Post
Topic
Board Mining speculation
Re: Mining in 20 years time
by
jaysabi
on 01/10/2016, 13:12:05 UTC
99.21875% will be mined in 20 years time. If electricity isn't very cheap by then and/or if bitcoin isn't worth hundreds of thousands of dollars, it's hard to imagine anybody wanting to mine then. How will transactions then be verified?

I think there is always a solution. Does bitcoin community has developers with ability to change code and submit new feautres? If yes, that's a number one resolution. Otherwise i heard switching to POS(Proof-of-Stake) system will give node runners a reward for approving transactions.

The solution has been there right from the start, and there is no need to change anything in the code just because the cap of 21M coins will be hit one day. Mining will not stop due to no more coins to be mined. Miners will profit from transaction fees, and they are already profiting from them right now (up to a few percentages of mining reward)...
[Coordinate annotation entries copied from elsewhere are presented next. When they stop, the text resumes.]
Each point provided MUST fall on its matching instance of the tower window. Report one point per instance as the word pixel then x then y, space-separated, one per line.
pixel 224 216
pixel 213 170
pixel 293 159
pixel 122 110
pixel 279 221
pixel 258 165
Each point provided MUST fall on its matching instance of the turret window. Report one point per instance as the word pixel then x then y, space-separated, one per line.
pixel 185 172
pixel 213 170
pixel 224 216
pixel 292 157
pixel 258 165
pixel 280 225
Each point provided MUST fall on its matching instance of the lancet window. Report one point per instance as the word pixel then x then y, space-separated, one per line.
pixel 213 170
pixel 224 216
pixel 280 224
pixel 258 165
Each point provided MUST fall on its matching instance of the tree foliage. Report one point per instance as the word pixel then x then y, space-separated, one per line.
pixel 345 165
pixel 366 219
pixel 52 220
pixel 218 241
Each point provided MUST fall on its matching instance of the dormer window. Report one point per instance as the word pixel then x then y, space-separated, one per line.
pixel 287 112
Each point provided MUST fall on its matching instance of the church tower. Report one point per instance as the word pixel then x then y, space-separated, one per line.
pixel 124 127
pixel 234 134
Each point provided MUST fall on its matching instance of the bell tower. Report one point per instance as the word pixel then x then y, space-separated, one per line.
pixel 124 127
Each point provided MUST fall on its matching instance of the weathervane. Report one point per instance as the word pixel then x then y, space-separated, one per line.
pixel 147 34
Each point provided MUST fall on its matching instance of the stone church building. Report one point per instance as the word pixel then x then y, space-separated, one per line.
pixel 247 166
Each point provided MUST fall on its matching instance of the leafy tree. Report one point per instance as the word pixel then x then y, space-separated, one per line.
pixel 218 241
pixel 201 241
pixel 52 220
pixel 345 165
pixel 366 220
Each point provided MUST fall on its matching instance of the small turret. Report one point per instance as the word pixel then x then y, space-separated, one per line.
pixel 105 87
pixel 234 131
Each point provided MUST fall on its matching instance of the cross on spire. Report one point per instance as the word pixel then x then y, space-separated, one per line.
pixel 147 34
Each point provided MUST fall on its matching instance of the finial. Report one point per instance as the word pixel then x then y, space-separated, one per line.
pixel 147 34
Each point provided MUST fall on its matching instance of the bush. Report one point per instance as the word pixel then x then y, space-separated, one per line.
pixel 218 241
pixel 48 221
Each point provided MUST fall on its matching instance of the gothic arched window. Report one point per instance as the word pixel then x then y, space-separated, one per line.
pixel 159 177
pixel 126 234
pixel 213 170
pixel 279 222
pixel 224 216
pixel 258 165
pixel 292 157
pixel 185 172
In short, this problem is essentially nonexistent

I still see a potential problem in that in order for miners to be kept interested, mining fees will have to rise significantly to offset the loss of new coin generation rewards they currently earn, and at the point where fees are significant enough to keep the network properly decentralized, will using bitcoin in any capacity be cost-competitive? Micro-transactions are something that bitcoin has a huge advantage over the traditional banking system, but it seems to me micro-transactions will become impossible in the future with the rise in mining fees that will accompany the loss of new coin generation rewards.